Del mismo sitio hacia donde miraba él.
Lumsden se abalanzó, dispuesto a estrangularle, pero Rebus se lo quitó de encima.
– Tienes más mierda que una sentina, Lumsden. ¡No creas que no lo sé!
Lumsden lanzó un directo que Rebus esquivó. Ancram y Grogan los separaron.
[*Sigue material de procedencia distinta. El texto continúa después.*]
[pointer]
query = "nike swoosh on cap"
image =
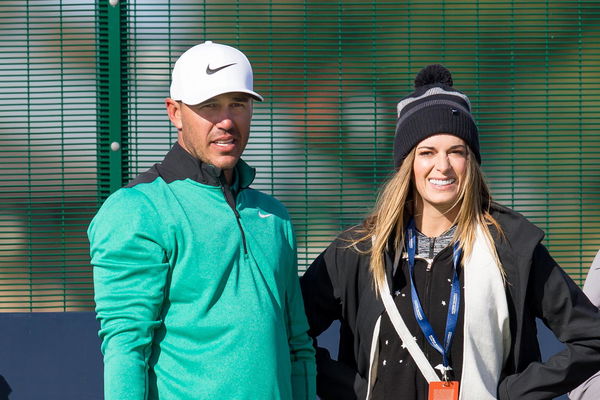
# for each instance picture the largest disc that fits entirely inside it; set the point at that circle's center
(210, 71)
Grogan señaló con un dedo a Rebus, pero se dirigió a Ancram.
– Quizá convendría dejarlo aquí, al fin y al cabo.
– No, me lo llevo yo.
– No sé qué decirte.
– Sí, Ted, me lo llevo.
– Hacía tiempo que dos hombres no se me disputaban -dijo Rebus con una sonrisa.
Los dos le fulminaron con la mirada, mientras Ancram le ponía en el hombro una mano con gesto posesivo.
– Inspector Rebus -dijo-, ¿no cree que es mejor que nos vayamos?
– Hágame un favor -dijo Rebus.
– ¿Cuál?
Iba en el asiento trasero del automóvil de Ancram camino del hotel para recoger su coche.
– Pasemos un momento por el puerto.
– ¿Para qué?
– Quiero ver dónde murió.
– ¿Qué pretende? -inquirió Ancram mirándole.
Rebus se encogió de hombros.
– Presentar mis respetos.
Ancram sólo tenía una vaga idea de dónde habían encontrado el cadáver, pero no tardaron en localizar el acordonamiento de cintas de color que había puesto la policía en el escenario del crimen. Los muelles estaban tranquilos y se habían llevado el cajón en que encontraran el cadáver. Estaría en algún laboratorio del departamento. Rebus se situó a la derecha y miró a su alrededor. Unas gaviotas se pavoneaban a una distancia prudencial. El viento era frío. No podía saber si aquel lugar quedaba cerca o lejos de donde le había dejado Lumsden.
– ¿Qué sabe de ella? -preguntó a Ancram, de pie a su lado con las manos en los bolsillos, mirándole.
– Creo que se llamaba Holden. Veintisiete o veintiocho años.
– ¿Se llevó algo?
– Un zapato. Escuche, Rebus… ¿Todo este interés es porque una vez invitó a una prostituta a un té?
– Se llamaba Angie Riddell. -Hizo una pausa-. Tenía unos ojos preciosos. -Miró hacia el casco oxidado de un buque amarrado al muelle-. Hay algo que siempre me he preguntado. ¿Dejamos que sucediera o fuimos responsables? ¿Usted lo sabe? -agregó mirando a Ancram.
– No estoy seguro de entenderlo -contestó encogiéndose de hombros.
– Ni yo. Dígale a su chofer que tenga cuidado con mi coche. La dirección está algo torcida.